The simple-page-master FO contains region settings in the form of the following child FOs.

  • region-body
  • region-start
  • region-end
  • region-before
  • region-after

The locations of these regions are shown on the diagram under How XSL-FO Works. Our simple "Hello-World" document only uses the region-body.

page-sequence

The layout-master-set FO is followed by one or more page-sequence FOs, which must reference one of the simple-page-master templates by name. The page-sequence FOs contain the contents of the page or pages.

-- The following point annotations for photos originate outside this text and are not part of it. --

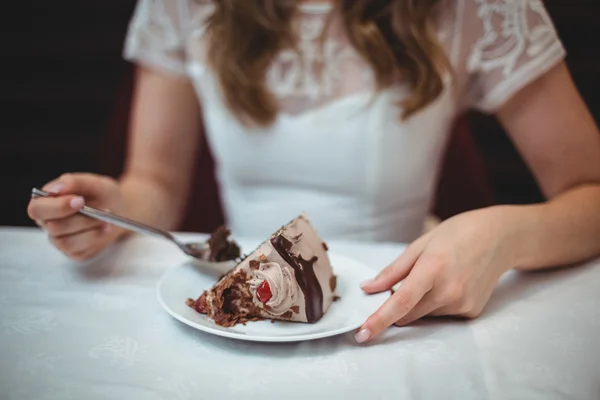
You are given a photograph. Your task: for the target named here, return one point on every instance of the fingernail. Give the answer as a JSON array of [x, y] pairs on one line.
[[365, 283], [362, 335], [76, 203], [56, 188]]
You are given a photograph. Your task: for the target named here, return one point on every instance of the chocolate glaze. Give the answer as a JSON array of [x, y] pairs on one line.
[[305, 276]]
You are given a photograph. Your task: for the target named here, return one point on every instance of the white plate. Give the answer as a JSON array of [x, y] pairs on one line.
[[346, 314]]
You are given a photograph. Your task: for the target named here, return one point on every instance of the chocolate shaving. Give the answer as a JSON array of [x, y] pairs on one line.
[[333, 283], [222, 249]]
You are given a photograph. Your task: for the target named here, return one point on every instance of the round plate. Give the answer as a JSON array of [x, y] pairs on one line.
[[347, 314]]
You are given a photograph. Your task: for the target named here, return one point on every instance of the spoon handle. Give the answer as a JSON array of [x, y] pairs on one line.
[[113, 219]]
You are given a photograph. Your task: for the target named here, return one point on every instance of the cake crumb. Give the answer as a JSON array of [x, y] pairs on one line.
[[333, 283]]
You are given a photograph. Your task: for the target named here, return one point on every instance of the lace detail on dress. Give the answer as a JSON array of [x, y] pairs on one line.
[[508, 44], [317, 73], [154, 36], [525, 29]]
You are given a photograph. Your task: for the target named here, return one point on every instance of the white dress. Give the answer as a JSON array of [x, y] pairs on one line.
[[337, 150]]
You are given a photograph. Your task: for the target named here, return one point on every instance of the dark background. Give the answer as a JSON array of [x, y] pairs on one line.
[[65, 105]]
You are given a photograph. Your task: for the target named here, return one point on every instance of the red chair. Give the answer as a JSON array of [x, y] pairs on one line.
[[463, 183]]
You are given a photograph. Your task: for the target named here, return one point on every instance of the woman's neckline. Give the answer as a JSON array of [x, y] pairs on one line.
[[320, 7]]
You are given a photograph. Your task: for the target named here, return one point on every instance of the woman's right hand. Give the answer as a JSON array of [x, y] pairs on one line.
[[76, 235]]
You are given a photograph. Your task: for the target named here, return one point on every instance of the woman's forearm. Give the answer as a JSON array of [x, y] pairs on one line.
[[563, 231], [152, 202]]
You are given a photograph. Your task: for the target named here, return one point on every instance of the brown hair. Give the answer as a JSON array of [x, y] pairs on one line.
[[396, 38]]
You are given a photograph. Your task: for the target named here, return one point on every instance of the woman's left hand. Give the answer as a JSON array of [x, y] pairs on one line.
[[451, 270]]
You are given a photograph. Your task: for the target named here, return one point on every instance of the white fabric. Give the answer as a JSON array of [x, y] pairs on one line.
[[97, 332], [337, 150]]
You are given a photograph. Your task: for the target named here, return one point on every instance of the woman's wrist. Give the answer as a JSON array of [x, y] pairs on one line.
[[519, 233]]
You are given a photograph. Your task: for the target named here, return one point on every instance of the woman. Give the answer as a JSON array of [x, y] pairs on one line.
[[342, 109]]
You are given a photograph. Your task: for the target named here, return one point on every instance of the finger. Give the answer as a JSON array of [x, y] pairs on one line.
[[84, 184], [48, 208], [80, 242], [426, 306], [418, 283], [87, 254], [71, 225], [398, 270]]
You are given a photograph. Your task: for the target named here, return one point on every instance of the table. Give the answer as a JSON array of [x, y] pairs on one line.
[[95, 331]]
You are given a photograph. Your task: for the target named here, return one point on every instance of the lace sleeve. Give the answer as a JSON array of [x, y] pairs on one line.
[[506, 44], [154, 37]]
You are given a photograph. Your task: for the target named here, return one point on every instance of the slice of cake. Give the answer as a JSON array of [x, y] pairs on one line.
[[288, 277]]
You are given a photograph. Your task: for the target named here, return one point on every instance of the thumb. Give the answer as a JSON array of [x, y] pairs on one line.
[[82, 184]]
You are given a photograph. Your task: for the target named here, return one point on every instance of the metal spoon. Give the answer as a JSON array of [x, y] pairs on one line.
[[200, 251]]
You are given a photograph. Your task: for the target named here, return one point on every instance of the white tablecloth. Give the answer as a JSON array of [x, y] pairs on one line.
[[96, 331]]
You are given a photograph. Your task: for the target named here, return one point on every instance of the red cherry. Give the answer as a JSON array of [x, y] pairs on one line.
[[264, 292]]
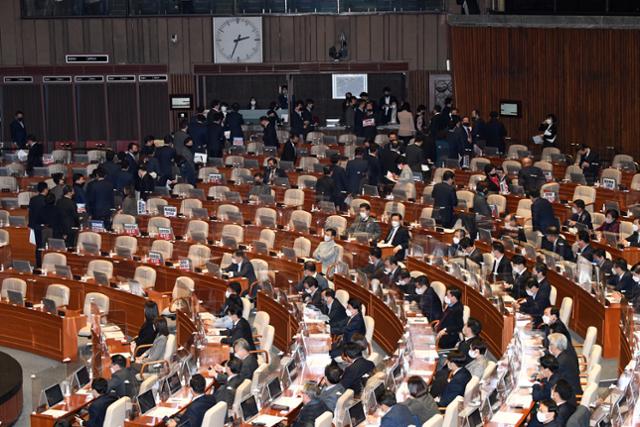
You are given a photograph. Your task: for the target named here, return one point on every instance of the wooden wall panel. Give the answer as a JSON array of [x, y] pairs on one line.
[[589, 78]]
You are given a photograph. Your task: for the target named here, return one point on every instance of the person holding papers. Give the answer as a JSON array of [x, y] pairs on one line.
[[199, 405]]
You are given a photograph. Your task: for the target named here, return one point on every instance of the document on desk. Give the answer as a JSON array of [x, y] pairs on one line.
[[267, 420], [503, 417]]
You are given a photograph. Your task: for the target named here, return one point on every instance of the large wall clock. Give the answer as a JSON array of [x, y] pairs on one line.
[[237, 40]]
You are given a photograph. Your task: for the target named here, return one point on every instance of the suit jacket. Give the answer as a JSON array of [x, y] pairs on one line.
[[246, 270], [444, 201], [270, 136], [401, 238], [542, 215], [455, 387], [356, 374], [309, 413], [98, 410], [241, 329], [399, 415], [18, 133]]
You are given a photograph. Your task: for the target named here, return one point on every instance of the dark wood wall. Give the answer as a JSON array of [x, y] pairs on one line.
[[419, 39], [589, 78]]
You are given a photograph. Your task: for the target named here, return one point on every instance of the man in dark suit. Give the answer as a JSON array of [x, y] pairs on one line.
[[98, 408], [334, 310], [357, 169], [542, 215], [200, 404], [450, 324], [458, 378], [123, 379], [269, 135], [312, 405], [358, 368], [241, 267], [38, 217], [445, 200], [289, 153], [398, 237], [240, 328], [215, 135], [18, 130], [553, 242], [589, 161], [622, 280]]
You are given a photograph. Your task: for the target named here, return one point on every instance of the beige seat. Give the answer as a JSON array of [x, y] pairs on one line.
[[155, 205], [164, 247], [188, 204], [127, 242], [59, 294], [217, 192], [13, 284], [89, 237], [146, 276], [302, 247], [100, 265], [293, 197], [199, 254], [157, 222], [119, 220], [234, 231], [181, 189], [51, 259]]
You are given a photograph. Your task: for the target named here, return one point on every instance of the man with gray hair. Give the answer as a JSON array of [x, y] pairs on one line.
[[312, 406], [568, 366]]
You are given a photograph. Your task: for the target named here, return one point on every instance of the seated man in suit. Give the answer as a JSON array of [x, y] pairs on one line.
[[470, 251], [358, 368], [309, 270], [98, 408], [622, 280], [568, 366], [429, 301], [395, 414], [450, 324], [241, 267], [335, 311], [555, 243], [199, 405], [312, 405], [501, 269], [585, 249], [457, 380], [517, 285], [580, 215], [398, 237], [333, 389], [312, 293], [240, 328], [535, 302], [123, 379]]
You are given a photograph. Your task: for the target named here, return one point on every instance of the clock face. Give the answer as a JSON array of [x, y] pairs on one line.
[[237, 39]]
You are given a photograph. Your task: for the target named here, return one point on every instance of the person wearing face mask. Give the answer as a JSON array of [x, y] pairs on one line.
[[327, 251], [549, 129], [611, 223], [517, 286], [241, 267], [333, 309], [477, 359], [622, 280], [397, 237], [450, 325], [365, 223]]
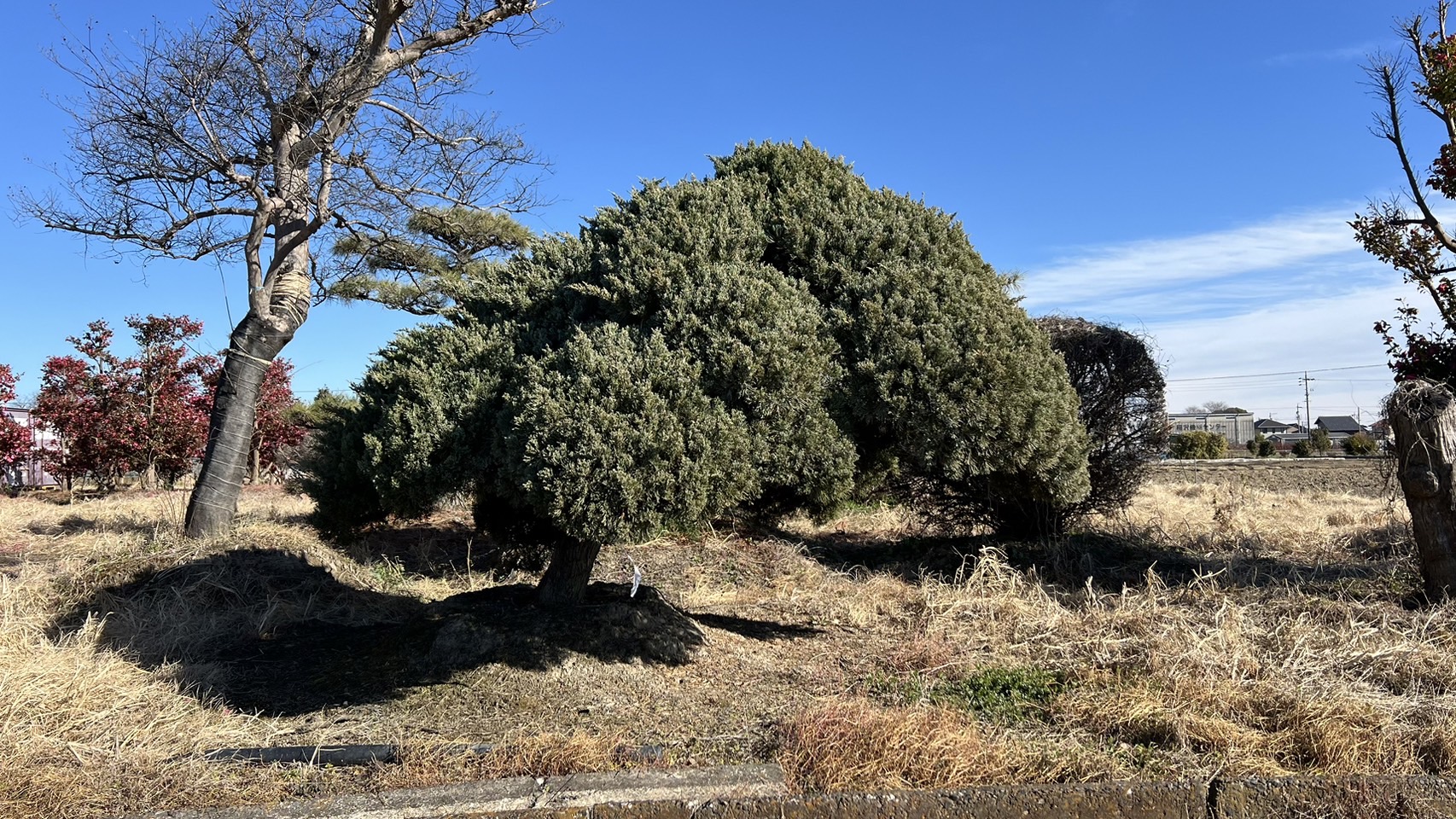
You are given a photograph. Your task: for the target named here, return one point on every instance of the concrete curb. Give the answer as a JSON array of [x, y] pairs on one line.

<fo:page-sequence master-reference="hello"> <!--Page contents--> </fo:page-sequence>

Notice that the value of the master-reference attribute matches the master-name defined in the simple-page-master FO.

flow and static-content

The contents of the page inside the page-sequence FO are either static, meaning they appear the same on each page or flowing, meaning they flow from one page to the next. Static content is contained in static-content FOs and flowing content is contained in flow FOs.

<fo:page-sequence master-reference="hello"> <fo:flow flow-name="xsl-region-body"> <!--flowing content--> </fo:flow> </fo:page-sequence>

This example only has a flow FO. In most cases, the region-body has flowing content and the other regions have static content.

block

Paragraphs, lists and other elements that generally are vertically separated with whitespace are called blocks. The block FO is used for separating and formatting generic blocks, such as paragraphs. In our "Hello-World" example, there is only one block, which contains the text "Hello World!" and sets its font size, font weight and alignment via attributes.

You may notice that the formatting properties of the block FO are Cascading Style Sheets properties. Formatting Objects use CSS for display properties, so, if you use CSS in web design, you’ll find that most of your knowledge is transferrable to XSL-FO.

<fo:page-sequence master-reference="hello"> <fo:flow flow-name="xsl-region-body"> <fo:block font-size="18pt" text-align="center" font-weight="bold"> Hello World! </fo:block> </fo:flow> </fo:page-sequence>

Note that blocks can contain nested blocks, which can contain nested blocks, and so on.